Cebit Q&A Gerrit Pohl, Kultur-Butler und Fußball-Ticker

Der "Rolling Stone"- und Buch-Autor stellt keine überhöhten Erwartungen an die Technik, aber das "iPod-Handy" hat ihn dann doch enttäuscht. Außerdem kennt er die Wahrheit über UMTS. Musikliebhaber Gerrit Pohl im Kurzinterview.

SPIEGEL ONLINE:

Welche Geräte haben Ihr Leben in den letzten Jahren am nachhaltigsten verändert?

Gerrit Pohl: Das Internet als Informations-, Kommunikations- und Bezugskanal ist fester und nicht mehr wegzudenkender Teil meines Berufs- und Privatlebens. E-Mail! Fußball-Ticker! Recherche! E-Commerce! Alles wichtig, bisweilen auch essentiell und schon lange zu einer Selbstverständlichkeit geworden. Nicht ohne Grund höre ich häufig den Satz: "Ich kann heute nicht arbeiten, das Internet funktioniert schon wieder nicht." Natürlich sagen das immer nur die anderen.

SPIEGEL ONLINE: Und welche technische Erfindung hat Sie persönlich am meisten enttäuscht?

Pohl: Schwierig. Meine Erwartungen sind zumeist nicht allzu hoch gesteckt, aber vom staubbeutellosen Staubsauger hatte ich mir in der Tat mehr versprochen. Die Schwierigkeiten beim Ausleeren sind enervierend. Aber auch das so genannte iPod-Handy war eine traurige Angelegenheit, weil hier zu Lasten der Nutzer- und Servicefreundlichkeit eine "Innovation" vorschnell auf den Markt geschmissen wurde. Die Quittung gab es dann auch zurecht.

SPIEGEL ONLINE: Stellen Sie sich vor, Sie erlitten Schiffbruch auf einer Insel mit perfekter Stromversorgung: Welches Gerät hätten Sie in der Tasche, um die Wartezeit zu überbrücken?

Pohl: Lediglich einen digitalen Musikplayer, der bitteschön bespielt ist mit den 1.000 besten Alben, den 10.000 besten Songs und diversen Hörbüchern. Text und Ton in gehaltvoller Darbietung sind in dieser Lage noch die beste Beschäftigung. Oder gibt es auf der Insel etwa W-Lan? Dann lieber einen Laptop mit riesiger Festplatte, die alle diese Songs und LPs sowie Hörbücher enthält. Diese Lösung hätte auch den Vorteil, dass man ein ausführliches Tagebuch schreiben könnte.

SPIEGEL ONLINE: Von welchem aktuellen Gerät könnten Sie sich vorstellen, es in näherer Zukunft zu kaufen?

Pohl: Eine festplattenbasierte Musikanlage, auf die ich meine bestehende digitale Sammlung übertragen und physische Tonträger ohne viel Mühe einpflegen kann. Vorraussetzung: Eine mindestens Terabyte-große HD-Kapazität, hohe Zugriffsgeschwindigkeiten, einfache Bedienung und kein Gedöns hinsichtlich fehlender Interoperabilität zwischen Gerät und den eingesetzten DRM-Systemen.

SPIEGEL ONLINE: Welches Technik-Thema wird Ihrer Meinung nach überbewertet?

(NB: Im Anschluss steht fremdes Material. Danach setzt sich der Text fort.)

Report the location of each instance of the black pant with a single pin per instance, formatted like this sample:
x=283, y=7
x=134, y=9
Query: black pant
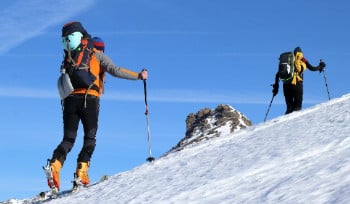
x=293, y=95
x=73, y=112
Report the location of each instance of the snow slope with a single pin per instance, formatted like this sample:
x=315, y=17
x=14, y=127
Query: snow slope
x=303, y=157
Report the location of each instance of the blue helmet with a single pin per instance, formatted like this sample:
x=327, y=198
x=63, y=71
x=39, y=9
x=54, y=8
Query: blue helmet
x=72, y=41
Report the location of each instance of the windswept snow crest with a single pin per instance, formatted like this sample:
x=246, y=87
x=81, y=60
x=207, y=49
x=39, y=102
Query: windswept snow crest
x=303, y=157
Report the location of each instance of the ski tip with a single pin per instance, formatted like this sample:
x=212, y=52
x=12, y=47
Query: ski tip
x=150, y=159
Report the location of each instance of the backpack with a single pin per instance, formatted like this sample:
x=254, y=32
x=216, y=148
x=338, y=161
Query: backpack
x=77, y=66
x=286, y=66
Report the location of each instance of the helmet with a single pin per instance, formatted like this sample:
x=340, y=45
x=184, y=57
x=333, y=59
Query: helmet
x=98, y=43
x=72, y=41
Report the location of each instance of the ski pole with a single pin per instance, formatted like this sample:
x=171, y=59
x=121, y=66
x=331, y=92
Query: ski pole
x=268, y=109
x=150, y=158
x=325, y=81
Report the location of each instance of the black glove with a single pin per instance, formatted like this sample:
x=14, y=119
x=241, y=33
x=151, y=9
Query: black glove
x=275, y=89
x=321, y=66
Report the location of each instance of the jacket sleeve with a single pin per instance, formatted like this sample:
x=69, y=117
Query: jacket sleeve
x=277, y=79
x=309, y=66
x=108, y=66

Pohl: Die Anbieter und Entwickler der entsprechenden Dienste schätzen den Nutzen von UMTS offenbar teilweise falsch ein - die bisherigen Anwendungs-Szenarien vergessen die aus ökonomischer Sicht nicht ganz unwichtige Vorraussetzung, dass sie auch jemand nutzen möchte.

SPIEGEL ONLINE: Welches technische Gerät sollte die Industrie Ihrer Meinung nach unbedingt noch entwickeln?

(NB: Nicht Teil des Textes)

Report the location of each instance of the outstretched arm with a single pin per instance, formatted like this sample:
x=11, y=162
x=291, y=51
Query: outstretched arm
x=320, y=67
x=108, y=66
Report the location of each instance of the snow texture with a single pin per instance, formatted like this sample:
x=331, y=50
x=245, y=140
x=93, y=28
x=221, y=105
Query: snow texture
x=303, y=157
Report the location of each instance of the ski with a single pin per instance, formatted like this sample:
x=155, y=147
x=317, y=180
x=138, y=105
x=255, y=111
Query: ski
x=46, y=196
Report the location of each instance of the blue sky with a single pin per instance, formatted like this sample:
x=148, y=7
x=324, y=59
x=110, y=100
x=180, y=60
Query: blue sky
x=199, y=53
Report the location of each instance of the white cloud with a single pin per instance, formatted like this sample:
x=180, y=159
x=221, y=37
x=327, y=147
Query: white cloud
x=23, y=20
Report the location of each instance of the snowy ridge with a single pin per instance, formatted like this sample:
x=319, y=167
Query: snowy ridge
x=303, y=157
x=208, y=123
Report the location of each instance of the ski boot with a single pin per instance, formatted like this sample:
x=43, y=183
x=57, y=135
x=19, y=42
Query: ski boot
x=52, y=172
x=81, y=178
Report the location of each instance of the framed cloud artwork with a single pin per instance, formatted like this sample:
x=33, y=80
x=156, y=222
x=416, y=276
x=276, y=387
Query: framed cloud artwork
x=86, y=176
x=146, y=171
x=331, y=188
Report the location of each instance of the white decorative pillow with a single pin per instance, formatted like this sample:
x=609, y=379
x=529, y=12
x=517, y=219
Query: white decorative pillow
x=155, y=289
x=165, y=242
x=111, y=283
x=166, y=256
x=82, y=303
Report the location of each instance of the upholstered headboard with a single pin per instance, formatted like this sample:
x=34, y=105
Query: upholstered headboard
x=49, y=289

Pohl: Einen digitalen Kultur-Butler, der meine Vorlieben für Musik, TV/Kino und Literatur kennt und mir mit einer unschlagbaren Empfehlungskompetenz immer neue Vorschläge unterbreitet sowie die entsprechenden digitalen Einkäufe selbstständig tätigt und verwaltet.